Guide to World Coins

World coins offer collectors an amazing variety. Some coins are hundreds of years old, with portraits of bygone kings and heroes, while others are modern, with detailed designs. Many have exotic names like Ducat, Franc, Peso or Rouble. Each coin is a treasure house of knowledge with its own exciting story to tell! Royal crests, rulers, historic events, natural wonders, and other artwork can be part of their design.

Collectors have sought out world coins because they offer a snapshot of the nation that issued them. They bear legends in different languages, unique designs, and represent a distinctive history. Many coins share common themes like tall ships, wildlife, birds or famous people. Plus, there are those with unusual shapes or with holes at the center. World coins offer countless ways to form a collection. Here are a few examples of the numerous types that are available:

South Africa Gold Krugerrand

[photo: South Africa Gold Krugerrand]

Released in 1967, the one-ounce gold Krugerrand became the world’s first bullion coin. This 91.7% gold coin set the standard for others to follow. (1/4 oz. shown)

Mexico Silver Libertad

[photo: Mexico Silver Libertad]

Although the 99.9% silver Libertad was struck in 1982, it wasn’t released until 1984. The Libertad displays “El Angel,” Winged Angel of Victory, first used on Mexican coins in 1921.

China Silver Panda

[photo: China Silver Panda]

China’s one-ounce 99.9% silver Panda coin was first released in 1983. The Temple of Heaven, completed in 1420, is on the obverse. A panda, the world’s rarest mammal, is featured on the reverse.

Russia Gold Roubles

[photo: Russia Gold Roubles]

Rouble coinage dates back to the Middle Ages. Struck in 90% gold, this 10 Roubles features Russia’s last tsar, Nicholas II. The reverse shows the double-headed eagle of Russia.

Romania Copper Bani

[photo: Romania Copper Bani]

Struck in 1867, this Old World coin is from Romania’s first-ever coin series. It was issued under Prince Carol I, the nation’s first ruler. The coat of arms is on the obverse and the denomination is on the reverse.

Germany Reichsmarks

[photo: Germany Reichsmarks]

The Third Reich’s largest silver coin was the German 5 Reichsmarks, struck in 90% silver.
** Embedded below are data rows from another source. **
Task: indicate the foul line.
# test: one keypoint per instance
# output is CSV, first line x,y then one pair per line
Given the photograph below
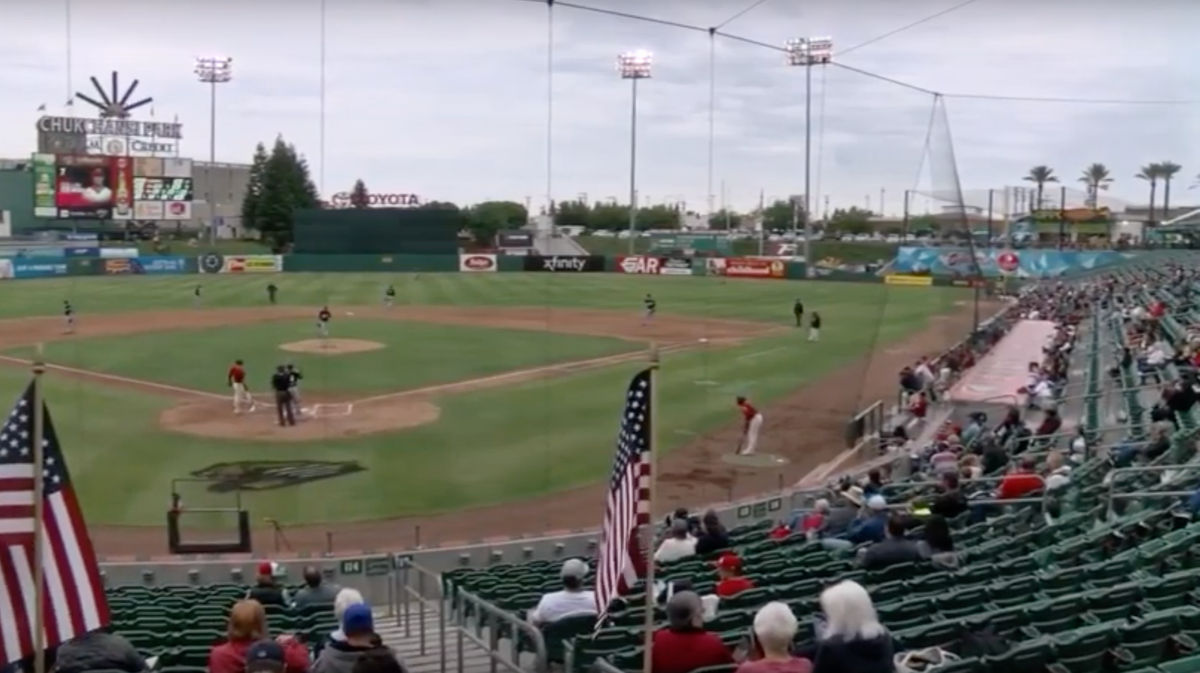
x,y
141,383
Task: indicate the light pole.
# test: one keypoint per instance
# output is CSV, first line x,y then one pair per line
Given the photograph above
x,y
808,52
634,66
213,71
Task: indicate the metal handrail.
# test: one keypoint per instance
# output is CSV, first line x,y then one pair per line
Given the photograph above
x,y
463,598
406,566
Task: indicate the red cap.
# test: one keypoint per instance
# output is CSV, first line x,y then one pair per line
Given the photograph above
x,y
729,562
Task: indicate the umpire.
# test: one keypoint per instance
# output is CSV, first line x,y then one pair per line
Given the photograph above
x,y
281,383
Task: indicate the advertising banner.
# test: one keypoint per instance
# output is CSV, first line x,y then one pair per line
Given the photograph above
x,y
755,268
39,269
901,280
640,264
477,263
564,263
675,266
252,264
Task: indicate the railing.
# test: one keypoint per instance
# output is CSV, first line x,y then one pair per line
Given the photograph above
x,y
407,568
462,600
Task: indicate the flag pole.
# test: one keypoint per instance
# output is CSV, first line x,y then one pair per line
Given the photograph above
x,y
649,505
39,517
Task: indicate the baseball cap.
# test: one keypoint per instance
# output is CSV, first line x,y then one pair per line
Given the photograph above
x,y
729,562
575,568
264,655
358,619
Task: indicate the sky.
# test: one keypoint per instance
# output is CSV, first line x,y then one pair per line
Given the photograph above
x,y
450,98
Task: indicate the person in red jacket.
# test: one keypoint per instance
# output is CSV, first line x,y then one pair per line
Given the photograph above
x,y
1021,482
730,580
247,625
684,644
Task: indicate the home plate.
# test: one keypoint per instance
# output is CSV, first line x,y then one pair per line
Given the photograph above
x,y
755,460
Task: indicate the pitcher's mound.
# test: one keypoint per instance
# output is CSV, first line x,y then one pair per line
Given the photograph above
x,y
322,420
331,346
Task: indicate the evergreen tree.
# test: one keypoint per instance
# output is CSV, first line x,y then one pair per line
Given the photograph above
x,y
359,194
250,212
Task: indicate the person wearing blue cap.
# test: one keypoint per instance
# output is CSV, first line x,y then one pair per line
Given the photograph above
x,y
358,625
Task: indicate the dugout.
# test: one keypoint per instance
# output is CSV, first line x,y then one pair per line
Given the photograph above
x,y
373,230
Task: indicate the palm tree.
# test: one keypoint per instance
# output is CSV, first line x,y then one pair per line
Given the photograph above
x,y
1041,175
1096,176
1150,173
1167,172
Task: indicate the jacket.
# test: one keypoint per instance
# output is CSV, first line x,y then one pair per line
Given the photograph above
x,y
96,652
837,655
231,656
340,656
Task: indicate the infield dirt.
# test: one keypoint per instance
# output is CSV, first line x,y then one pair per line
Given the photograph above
x,y
807,427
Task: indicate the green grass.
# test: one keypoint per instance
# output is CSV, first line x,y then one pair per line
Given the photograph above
x,y
415,354
857,252
489,445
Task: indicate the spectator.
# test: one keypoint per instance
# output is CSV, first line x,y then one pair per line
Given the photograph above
x,y
573,600
679,545
893,550
358,624
684,644
377,661
265,590
346,598
774,628
315,592
714,536
99,650
937,545
852,640
951,503
247,625
1020,482
730,580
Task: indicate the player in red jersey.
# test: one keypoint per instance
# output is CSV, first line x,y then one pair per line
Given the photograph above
x,y
237,380
753,424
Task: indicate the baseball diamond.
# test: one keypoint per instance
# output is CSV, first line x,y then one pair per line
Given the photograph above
x,y
484,406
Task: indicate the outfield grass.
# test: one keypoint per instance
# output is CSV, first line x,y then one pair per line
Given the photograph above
x,y
489,445
415,354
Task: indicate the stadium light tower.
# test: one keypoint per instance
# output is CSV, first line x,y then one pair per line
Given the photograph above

The obverse features the heraldic eagle of Germany, and the reverse features the Potsdam Garrison Church.

East Africa Bronze Coins

[photo: East Africa Bronze Coins]

Prior to 1960, Kenya, Uganda, Tanganyika, and Zanzibar were British Colonies known as East Africa, and shared a common coinage. The distinctive center hole is believed to bring good luck to the bearer.

Euro Collection

[photo: Euro cCollection]
[photo: Euro coins]

Twelve different European nations officially converted to the Euro in 2002. Each country’s Euro has a common obverse used by the member nations, and its own unique reverse.